In CassandraCluster:

  • should we expose CqlPort? Can we manage it ourselves for now until such time that it's required to change it?
  • per our conversation yesterday, do we want to expose multiple node pool support right now? We could switch to this model in future more easily than we can switch back.
  • is ReadyReplicas used at the moment?

In ElasticsearchCluster:

  • we currently expose elasticsearchcluster.spec.nodePools.config in which the user (usually) specifies an entire elasticsearch.yml to use. This creates a hard dependency between the NODE_MASTER, NODE_INGEST and NODE_DATA boolean env vars set by the Pilot, and the users config in elasticsearch.yml.

I've planned for a while to allow the user to not have to specify all of the fields in this file, and instead have the pilot automatically inject config into the file (i.e. have the elasticsearchcluster.spec.nodePools.config["elasticsearch.yml"] key append instead of replace).

I'm not sure where best the tradeoff lies between overly complex ElasticsearchCluster manifests and the right level of customisability.

/cc @cehoffman @wallrj

In #194 (comment) @munnerz wrote:

should we expose CqlPort? Can we manage it ourselves for now until such time that it's required to change it?

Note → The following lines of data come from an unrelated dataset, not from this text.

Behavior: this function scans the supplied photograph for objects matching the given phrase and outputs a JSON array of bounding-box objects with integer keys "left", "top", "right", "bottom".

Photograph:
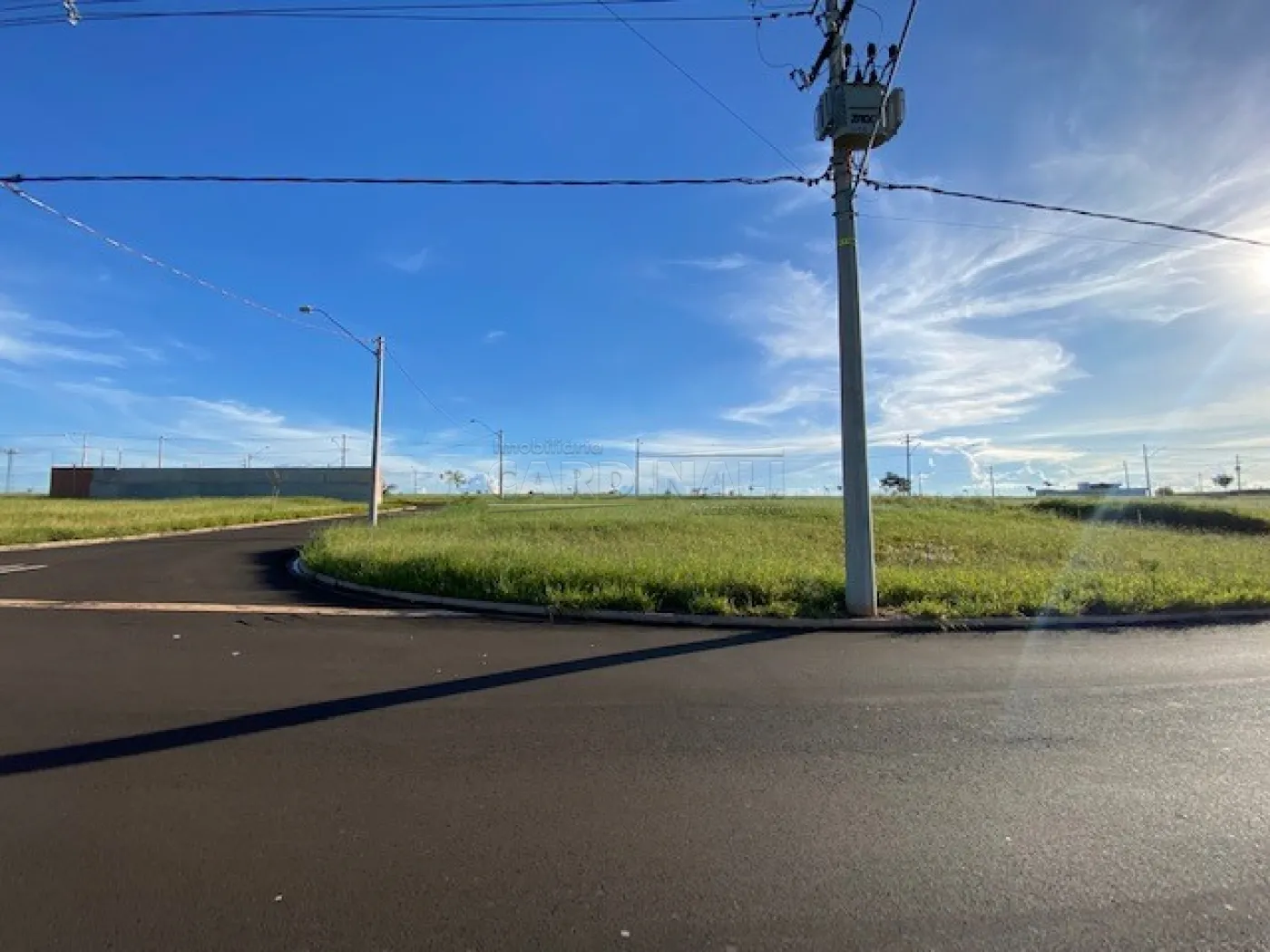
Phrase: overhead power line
[
  {"left": 387, "top": 350, "right": 464, "bottom": 426},
  {"left": 0, "top": 172, "right": 823, "bottom": 188},
  {"left": 4, "top": 181, "right": 340, "bottom": 336},
  {"left": 863, "top": 178, "right": 1270, "bottom": 248},
  {"left": 596, "top": 0, "right": 819, "bottom": 185},
  {"left": 0, "top": 0, "right": 810, "bottom": 26},
  {"left": 851, "top": 0, "right": 917, "bottom": 191}
]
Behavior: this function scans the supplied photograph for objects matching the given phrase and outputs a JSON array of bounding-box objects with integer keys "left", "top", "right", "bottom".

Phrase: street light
[
  {"left": 299, "top": 305, "right": 385, "bottom": 526},
  {"left": 469, "top": 416, "right": 503, "bottom": 499}
]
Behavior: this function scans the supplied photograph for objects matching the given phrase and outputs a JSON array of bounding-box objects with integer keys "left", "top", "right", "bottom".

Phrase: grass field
[
  {"left": 305, "top": 499, "right": 1270, "bottom": 617},
  {"left": 0, "top": 496, "right": 366, "bottom": 545}
]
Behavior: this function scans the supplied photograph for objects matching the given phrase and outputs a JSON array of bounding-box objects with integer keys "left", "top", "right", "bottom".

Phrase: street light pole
[
  {"left": 0, "top": 447, "right": 19, "bottom": 495},
  {"left": 299, "top": 305, "right": 387, "bottom": 526},
  {"left": 469, "top": 416, "right": 503, "bottom": 499},
  {"left": 371, "top": 336, "right": 387, "bottom": 526}
]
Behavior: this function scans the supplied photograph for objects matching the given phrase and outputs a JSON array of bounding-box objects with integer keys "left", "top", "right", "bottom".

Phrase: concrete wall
[
  {"left": 1036, "top": 486, "right": 1147, "bottom": 499},
  {"left": 50, "top": 466, "right": 371, "bottom": 502}
]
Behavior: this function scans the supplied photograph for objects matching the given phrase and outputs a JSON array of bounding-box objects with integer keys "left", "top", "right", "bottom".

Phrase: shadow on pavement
[{"left": 0, "top": 631, "right": 797, "bottom": 777}]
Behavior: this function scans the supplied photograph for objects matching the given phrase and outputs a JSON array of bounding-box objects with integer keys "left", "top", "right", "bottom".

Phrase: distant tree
[
  {"left": 877, "top": 472, "right": 911, "bottom": 496},
  {"left": 441, "top": 470, "right": 467, "bottom": 492}
]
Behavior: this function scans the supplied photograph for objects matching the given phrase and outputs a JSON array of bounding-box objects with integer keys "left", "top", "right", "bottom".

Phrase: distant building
[
  {"left": 1036, "top": 482, "right": 1148, "bottom": 496},
  {"left": 48, "top": 466, "right": 372, "bottom": 501}
]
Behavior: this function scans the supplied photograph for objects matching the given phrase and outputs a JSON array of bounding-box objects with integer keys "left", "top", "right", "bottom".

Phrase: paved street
[{"left": 0, "top": 527, "right": 1270, "bottom": 952}]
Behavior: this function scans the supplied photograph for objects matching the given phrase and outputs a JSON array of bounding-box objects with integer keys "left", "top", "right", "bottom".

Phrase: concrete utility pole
[
  {"left": 813, "top": 0, "right": 903, "bottom": 616},
  {"left": 371, "top": 336, "right": 387, "bottom": 526},
  {"left": 4, "top": 447, "right": 19, "bottom": 495},
  {"left": 904, "top": 432, "right": 913, "bottom": 495},
  {"left": 635, "top": 437, "right": 645, "bottom": 496}
]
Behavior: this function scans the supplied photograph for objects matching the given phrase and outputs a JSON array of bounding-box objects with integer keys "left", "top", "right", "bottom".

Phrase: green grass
[
  {"left": 0, "top": 496, "right": 365, "bottom": 545},
  {"left": 305, "top": 499, "right": 1270, "bottom": 617}
]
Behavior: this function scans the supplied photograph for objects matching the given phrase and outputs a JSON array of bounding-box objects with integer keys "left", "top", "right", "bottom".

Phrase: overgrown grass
[
  {"left": 0, "top": 496, "right": 365, "bottom": 545},
  {"left": 305, "top": 499, "right": 1270, "bottom": 617},
  {"left": 1034, "top": 496, "right": 1270, "bottom": 536}
]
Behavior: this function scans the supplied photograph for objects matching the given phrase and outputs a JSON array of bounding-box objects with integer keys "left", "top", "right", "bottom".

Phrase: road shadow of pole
[{"left": 0, "top": 631, "right": 801, "bottom": 777}]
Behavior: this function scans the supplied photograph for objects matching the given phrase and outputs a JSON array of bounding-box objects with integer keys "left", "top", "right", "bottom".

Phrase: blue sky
[{"left": 0, "top": 0, "right": 1270, "bottom": 494}]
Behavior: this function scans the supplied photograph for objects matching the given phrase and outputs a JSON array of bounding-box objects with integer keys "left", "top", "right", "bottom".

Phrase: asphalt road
[{"left": 0, "top": 529, "right": 1270, "bottom": 952}]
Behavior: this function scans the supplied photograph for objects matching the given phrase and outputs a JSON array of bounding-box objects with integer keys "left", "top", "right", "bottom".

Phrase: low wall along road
[{"left": 48, "top": 466, "right": 371, "bottom": 502}]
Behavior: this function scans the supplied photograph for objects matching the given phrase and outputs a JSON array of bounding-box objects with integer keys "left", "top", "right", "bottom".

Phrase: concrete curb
[
  {"left": 0, "top": 505, "right": 415, "bottom": 555},
  {"left": 291, "top": 556, "right": 1270, "bottom": 635}
]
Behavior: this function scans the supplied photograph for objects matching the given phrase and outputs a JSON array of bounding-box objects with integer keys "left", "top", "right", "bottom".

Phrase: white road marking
[
  {"left": 0, "top": 597, "right": 466, "bottom": 618},
  {"left": 0, "top": 564, "right": 48, "bottom": 575}
]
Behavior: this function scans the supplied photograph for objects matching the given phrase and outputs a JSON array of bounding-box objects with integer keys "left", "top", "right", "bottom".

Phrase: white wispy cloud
[
  {"left": 384, "top": 248, "right": 432, "bottom": 274},
  {"left": 665, "top": 3, "right": 1270, "bottom": 492},
  {"left": 0, "top": 299, "right": 126, "bottom": 367}
]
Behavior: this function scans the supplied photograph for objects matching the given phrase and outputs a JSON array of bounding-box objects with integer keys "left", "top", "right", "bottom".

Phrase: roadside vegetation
[
  {"left": 305, "top": 498, "right": 1270, "bottom": 617},
  {"left": 0, "top": 496, "right": 366, "bottom": 545}
]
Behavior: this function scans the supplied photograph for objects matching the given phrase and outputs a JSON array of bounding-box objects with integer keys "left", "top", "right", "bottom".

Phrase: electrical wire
[
  {"left": 385, "top": 350, "right": 464, "bottom": 426},
  {"left": 0, "top": 0, "right": 141, "bottom": 10},
  {"left": 861, "top": 178, "right": 1270, "bottom": 248},
  {"left": 3, "top": 181, "right": 347, "bottom": 336},
  {"left": 596, "top": 0, "right": 816, "bottom": 184},
  {"left": 851, "top": 0, "right": 917, "bottom": 194},
  {"left": 308, "top": 311, "right": 375, "bottom": 355},
  {"left": 856, "top": 212, "right": 1187, "bottom": 251},
  {"left": 755, "top": 20, "right": 794, "bottom": 70},
  {"left": 0, "top": 0, "right": 807, "bottom": 26},
  {"left": 0, "top": 172, "right": 825, "bottom": 188}
]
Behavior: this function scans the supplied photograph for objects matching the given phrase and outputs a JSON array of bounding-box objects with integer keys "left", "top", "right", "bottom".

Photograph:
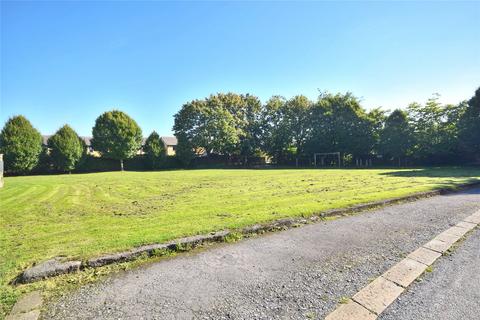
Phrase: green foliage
[
  {"left": 143, "top": 131, "right": 166, "bottom": 169},
  {"left": 48, "top": 125, "right": 86, "bottom": 172},
  {"left": 175, "top": 133, "right": 195, "bottom": 167},
  {"left": 260, "top": 96, "right": 291, "bottom": 162},
  {"left": 0, "top": 116, "right": 42, "bottom": 174},
  {"left": 91, "top": 110, "right": 142, "bottom": 170},
  {"left": 458, "top": 88, "right": 480, "bottom": 163},
  {"left": 307, "top": 93, "right": 378, "bottom": 156},
  {"left": 379, "top": 109, "right": 413, "bottom": 162},
  {"left": 408, "top": 95, "right": 464, "bottom": 163},
  {"left": 173, "top": 93, "right": 261, "bottom": 158}
]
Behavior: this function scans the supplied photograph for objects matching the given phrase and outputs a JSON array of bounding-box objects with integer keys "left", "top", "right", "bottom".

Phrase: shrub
[
  {"left": 0, "top": 116, "right": 42, "bottom": 174},
  {"left": 92, "top": 110, "right": 142, "bottom": 170},
  {"left": 48, "top": 125, "right": 86, "bottom": 172},
  {"left": 143, "top": 131, "right": 166, "bottom": 169}
]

Probably not. I've looked at GoCQL and its cluster discovery mechanism and I think the CQL loadbalancing service may not be necessary and may actually confuse the discovery process....since the loadbalancer IP address isn't one of the addresses advertised by the cluster nodes. See #232

In which case, we may not need the readiness probe either 🤔

per our conversation yesterday, do we want to expose multiple node pool support right now? We could switch to this model in future more easily than we can switch back.

I'm think the nodepool may be the mechanism by which we support multiple racks and datacentres. See #227

And perhaps you'd add another node pool if you want to change the size or class of the disks attached to nodes. Add a new pool with desired disks. Remove the pool with original disks.
See #233

is ReadyReplicas used at the moment?

Not yet. But hopefully soon. See #140

I think we should remove sysctls and document an alternative.
Seems like it should be something configured when provisioning the kubernetes node.
And then there should be a way of scheduling elasticsearch pods to only the nodes where those sysctls have been configured.

I'm pretty much in agreement at the moment. The only sysctl settings I think that should be allowed through are those in the safe/whitelist that kubelet knows how to apply through annotations on the pod. https://kubernetes.io/docs/concepts/cluster-administration/sysctl-cluster/#setting-sysctls-for-a-pod

Before we close this, we should make sure we don't return 'null' as a field value anywhere, else clients could get confused.

I've seen it at various points in our API, and for now I think we'll need to run a manual check. Perhaps some kind of basic checking of default values for all fields results in a resource returned with no nulls set.